El don del Espíritu es la entrega amorosa del Padre y del Hijo. Es hablar de la
gracia, el amor, la comunión, donación y entrega que Pablo desea para a los
Corintios (2 Co 13, 13) y que Dios entrega como don gratuito para nuestra
salvación. El don del Espíritu Santo tiene, como todo regalo, a alguien que
dona y un destinatario de esta donación. El primero es la Trinidad, el segundo,
es todo hombre. ¿Y qué es lo que se dona? La gracia, que es la presencia
personal de la tercera persona de la Trinidad, que es el mismo Espíritu del
Padre y del Hijo, es decir, el Espíritu Santo.
Desde
los comienzos de la vida de la Iglesia, junto con el don, aparecen los dones y
los carismas. Los dones son disposiciones permanentes que hacen al hombre dócil
para seguir los impulsos del Espíritu Santo (CEC 1830). Carisma, según la RAE,
significa en sí un “don gratuito que Dios concede a algunas personas en
beneficio de la comunidad”. Mientras que el don es una ayuda para la
santificación personal, los carismas son gracias que uno recibe con vistas a la
edificación de la Iglesia, para el bien de la comunidad y la construcción del
Cuerpo Místico. No están ligados al mérito personal: el Espíritu Santo los
distribuye a quien quiere (1 Co 12, 11), para el provecho de la comunidad y no
dependen necesariamente de las cualidades del sujeto. En algunos casos suelen
ser pasajeros, pero algunos constituyen una cualidad más o menos estable del
sujeto (apóstol, profeta, doctor, evangelista, exhortador, palabra de
sabiduría, palabra de ciencia, discernimiento de espíritus, sanación, milagros,
lenguas).
Muchos
hombres los consideran como cosas extraordinarias. Incluso en los últimos
siglos la infinidad de estructuras en la Iglesia impedían que se manifestaran
en todo su esplendor.
Al
convocar el Concilio Vaticano II, Juan XXIII pedía oraciones para lo que él
llamó “un nuevo Pentecostés” en la Iglesia. Ha sido Vaticano II, el que abrió
ese espacio para que se manifestara con fuerza el Espíritu a través de sus
carismas. Los documentos del Concilio hablan de “los carismas” los cuales
pertenecen a la naturaleza de la vida ordinaria de la Iglesia, no son cosas
extraordinarias, ellos nunca han estado ausentes desde el día de Pentecostés en
la Iglesia, ellos pertenecen a la Iglesia. Los carismas de la vida religiosa,
de la Hospitalidad, los relacionados al gobierno de la comunidad, para
evangelizar, para anunciar la buena nueva de Jesús muerto y Resucitado, etc.
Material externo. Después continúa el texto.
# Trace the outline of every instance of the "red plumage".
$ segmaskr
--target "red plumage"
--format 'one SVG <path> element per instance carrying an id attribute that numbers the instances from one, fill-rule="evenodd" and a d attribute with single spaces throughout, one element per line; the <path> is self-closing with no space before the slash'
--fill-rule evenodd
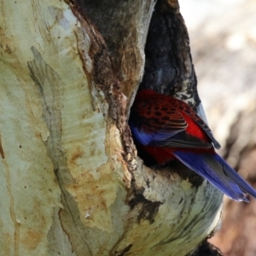
<path id="1" fill-rule="evenodd" d="M 177 159 L 236 201 L 256 191 L 214 150 L 219 148 L 207 125 L 183 101 L 150 90 L 137 93 L 129 120 L 139 147 L 158 164 Z M 213 147 L 214 146 L 214 147 Z"/>

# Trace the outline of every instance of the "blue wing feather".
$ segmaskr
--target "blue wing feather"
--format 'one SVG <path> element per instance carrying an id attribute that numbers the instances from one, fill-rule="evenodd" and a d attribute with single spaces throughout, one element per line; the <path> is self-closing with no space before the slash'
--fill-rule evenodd
<path id="1" fill-rule="evenodd" d="M 223 193 L 236 201 L 248 202 L 244 193 L 256 198 L 256 191 L 218 154 L 195 154 L 173 152 L 175 156 L 189 168 L 207 178 Z"/>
Desde esta perspectiva, Pablo VI habla de “un perenne Pentecostés”, es decir,
de todos los días. En la eclesiología católica, tenemos una visión de
Pentecostés que puede y sucede cada día. La proximidad de la fiesta Pentecostés
es el contexto ideal para recordar y repetir constantemente que Pentecostés no
es una gracia reservada a algunos, sino que ella es para toda la Iglesia.